A diagram documenting effective restaurant reopenings
MASS’s reports also urges restaurants to reconsider pathways for delivery, cooking and exhaust, and waiting and seating. (Courtesy MASS Design Group)

Moatasim’s ongoing research on informal urbanism and temporary spaces leads her nonetheless to agree with the gist of what Antonelli and Rawsthorn are pointing out, with potential consequences for city life. “The difference between formal and informal realms in urban design does not exist anymore. The two are entwined. Governments and planners use informal and improvisational strategies to design and develop cities, while street hawkers and squatters engage with formal systems to survive. This is already happening in cities across the global south, but I think we are now going to see more improvisational urbanism here in the U.S.”
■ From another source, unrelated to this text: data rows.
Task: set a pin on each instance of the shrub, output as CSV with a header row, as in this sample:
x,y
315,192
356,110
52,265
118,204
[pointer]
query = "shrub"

As evidence, Moatasim cited the temporary markings and retrofits seen in hospitals and shops and on streets and sidewalks in the wake of COVID-19. “The exciting thing is that sometimes these temporary measures can lead to a meaningful impact in the long term,” she said.

Makeshift and experimental solutions, seen as prototypes, can drive better design in the future. Ideas can come from anyone or anywhere, but smart and equitable design research requires asking good questions, listening, and observing carefully, and working collaboratively. If necessity is the mother of invention, it is also the progenitor of research, invention’s quiet but indispensable sibling.

Gideon Fink Shapiro is a New York–based critic and author on architecture, urbanism, and landscape.